Obviously geography and population density - network effects scale with the square of population in reasonable service area - are huge factors. A multi-day freight trip is quite common while only a tiny fraction of passenger trips are more than a few hours - the reasonable service areas are vastly different.
In Europe you have multiple overlapping country sized rail networks. While this gives the impression of a continental sized network (especially to Eurail pass riding in American tourists) very few people are taking trains journeys more than a few hours even in Europe.
Another big issue is the incompatibility of freight and passenger rail services. It is very difficult to run both services on the same tracks at high service levels. The US focus on fright has hampered long distance and even regional passenger rail services. While in France the government decided to focus on passengers and eliminated all but a few freight routes. It would take an additional complete parallel rail infrastructure to do both well which would be quite expensive. So far the US and Europe haven’t thought this was worth it. China might be going this way.
Perhaps this simply makes sense given the differing situations.

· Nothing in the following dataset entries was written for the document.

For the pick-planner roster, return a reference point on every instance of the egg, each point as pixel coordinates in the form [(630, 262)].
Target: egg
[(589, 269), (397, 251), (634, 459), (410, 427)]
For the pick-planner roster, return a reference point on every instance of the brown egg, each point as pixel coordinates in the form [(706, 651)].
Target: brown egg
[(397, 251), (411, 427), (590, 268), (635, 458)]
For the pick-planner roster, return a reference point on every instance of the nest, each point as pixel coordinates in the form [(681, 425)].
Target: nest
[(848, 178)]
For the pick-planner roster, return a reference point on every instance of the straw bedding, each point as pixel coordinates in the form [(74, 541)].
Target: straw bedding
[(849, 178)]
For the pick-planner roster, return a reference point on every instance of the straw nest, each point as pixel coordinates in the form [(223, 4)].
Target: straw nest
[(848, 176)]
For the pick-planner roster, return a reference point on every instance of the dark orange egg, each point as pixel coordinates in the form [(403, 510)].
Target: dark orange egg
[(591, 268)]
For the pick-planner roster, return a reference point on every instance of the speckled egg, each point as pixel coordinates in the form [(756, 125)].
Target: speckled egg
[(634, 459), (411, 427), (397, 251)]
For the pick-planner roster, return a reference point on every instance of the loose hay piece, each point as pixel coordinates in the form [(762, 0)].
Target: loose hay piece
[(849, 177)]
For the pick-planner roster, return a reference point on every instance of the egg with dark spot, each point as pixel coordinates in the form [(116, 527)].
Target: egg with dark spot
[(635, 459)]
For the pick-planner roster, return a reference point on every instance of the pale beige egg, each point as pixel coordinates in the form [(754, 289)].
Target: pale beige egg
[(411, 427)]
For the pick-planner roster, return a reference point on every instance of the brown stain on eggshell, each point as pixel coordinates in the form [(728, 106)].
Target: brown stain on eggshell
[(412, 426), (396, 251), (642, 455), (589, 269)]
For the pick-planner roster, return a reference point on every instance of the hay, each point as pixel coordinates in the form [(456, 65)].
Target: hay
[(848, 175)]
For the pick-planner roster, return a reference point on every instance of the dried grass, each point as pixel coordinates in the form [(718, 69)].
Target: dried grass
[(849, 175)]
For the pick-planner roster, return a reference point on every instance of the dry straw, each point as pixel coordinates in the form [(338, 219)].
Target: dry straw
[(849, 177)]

It's not a huge difference. By tonne-km, the EU uses rail for 17%, and the USA for 31%.
So I accept that the USA uses the rail network almost entirely for freight, but it's not true that the EU transfers "almost all" freight by truck.
Freight trains in Europe tend to run at much higher speeds than in the USA. For example, in Britain container trains can run at up to 75mph, and 140km/h in Germany. But compared to the USA, Europe already has a complete parallel infrastructure: pretty much every route has two tracks. I've only been on one long-distance passenger train in the USA, but there were long periods where there was only a single track.

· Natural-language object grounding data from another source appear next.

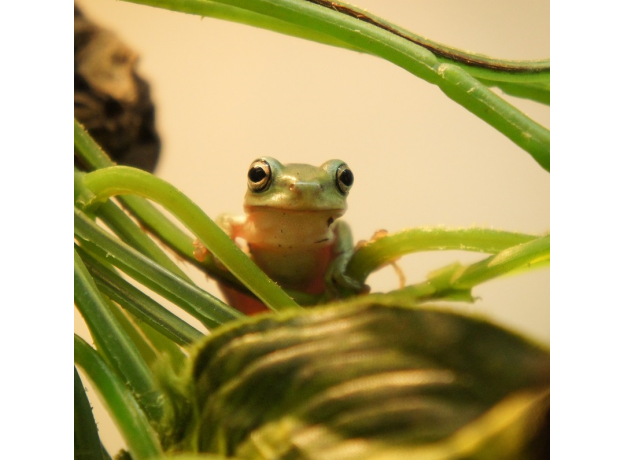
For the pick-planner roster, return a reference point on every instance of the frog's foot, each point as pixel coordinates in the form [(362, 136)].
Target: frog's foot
[(337, 281), (201, 252)]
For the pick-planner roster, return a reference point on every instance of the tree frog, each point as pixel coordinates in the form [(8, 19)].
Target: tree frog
[(290, 227)]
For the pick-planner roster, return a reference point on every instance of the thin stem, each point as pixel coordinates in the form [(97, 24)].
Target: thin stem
[(87, 444), (134, 426), (459, 280), (130, 233), (453, 80), (138, 303), (114, 343), (118, 180), (203, 306), (382, 251)]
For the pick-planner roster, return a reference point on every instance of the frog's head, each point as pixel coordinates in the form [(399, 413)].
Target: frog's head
[(298, 187)]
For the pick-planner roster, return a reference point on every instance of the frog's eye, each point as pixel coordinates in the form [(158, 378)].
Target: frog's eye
[(344, 179), (259, 176)]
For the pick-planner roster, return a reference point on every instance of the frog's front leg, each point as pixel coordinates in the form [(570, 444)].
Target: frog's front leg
[(231, 224), (335, 277)]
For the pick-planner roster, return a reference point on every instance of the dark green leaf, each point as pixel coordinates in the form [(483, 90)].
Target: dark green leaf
[(341, 382)]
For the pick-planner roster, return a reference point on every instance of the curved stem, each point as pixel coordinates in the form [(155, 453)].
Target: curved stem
[(116, 346), (382, 251), (121, 405)]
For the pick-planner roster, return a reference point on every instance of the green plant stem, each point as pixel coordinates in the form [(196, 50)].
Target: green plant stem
[(113, 342), (137, 303), (530, 253), (457, 280), (140, 438), (384, 250), (531, 91), (143, 346), (87, 444), (130, 233), (203, 306), (453, 80), (118, 180)]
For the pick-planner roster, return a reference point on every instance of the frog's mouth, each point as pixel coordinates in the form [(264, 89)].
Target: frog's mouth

I'm not sure if Russia's rail meets your criteria of proper service, but it has both passenger and freight transport in abundance, and I haven't heard of problems with that. Both long-distance and commuter passenger services are used extensively. However, freight service is mostly used for industrial materials while finished goods are mostly delivered by trucks (afaik), so that might be the difference.
Lets get real here, its partially a chicken and egg problem, but the population and density has to be there to support such a dense and useful train system. Parts of my city (Chicago) support the kind of rail stations he talks about. Some parts do not as the density here varies greatly but generally speaking...
Tokyo has nearly 10 million people in about 1000 square miles of land
Chicago has nearly 3 million people in about 10000 square miles of land
Tokyo probably has at least 5 metropolitan cities of greater than 1 million people within 600 miles.
Chicago has none, New York is about 730 miles away.
Clearly a world of difference in the sort of density and distances that just don't necessarily support the same kind of rail system.
Even then parts of Chicago closely match his experience in Tokyo, though certainly not to the same quantity and quality.
A picture of a far north chicago L stop I lived near at one point in my life, right near the end of the line.
Nearly every stop along that train route is in the center of a neighborhood at least going north.
Where Chicago screwed up was putting L stops in the middle of freeways rather than in the center of neighborhoods for certain sections and lines. It honestly makes those areas feel like the heart of the neighborhood has been cut out of it, there is no central spot where people have a reason to be. And who really wants to live right next to a 12/8/6 lane free way? No one, and certainly that's where Chicago neighborhoods no longer feel like the cozy place where people hang out, eat, drink, and catch their ride into work.
It's too bad he never mentions the Netherlands. We have few metros but take his 'walk to the station' idea and introduced 'cycle to the station'. You can always store your bike at a Dutch trainstation and coupled with good cycling infrastructure this increases the area served by a station.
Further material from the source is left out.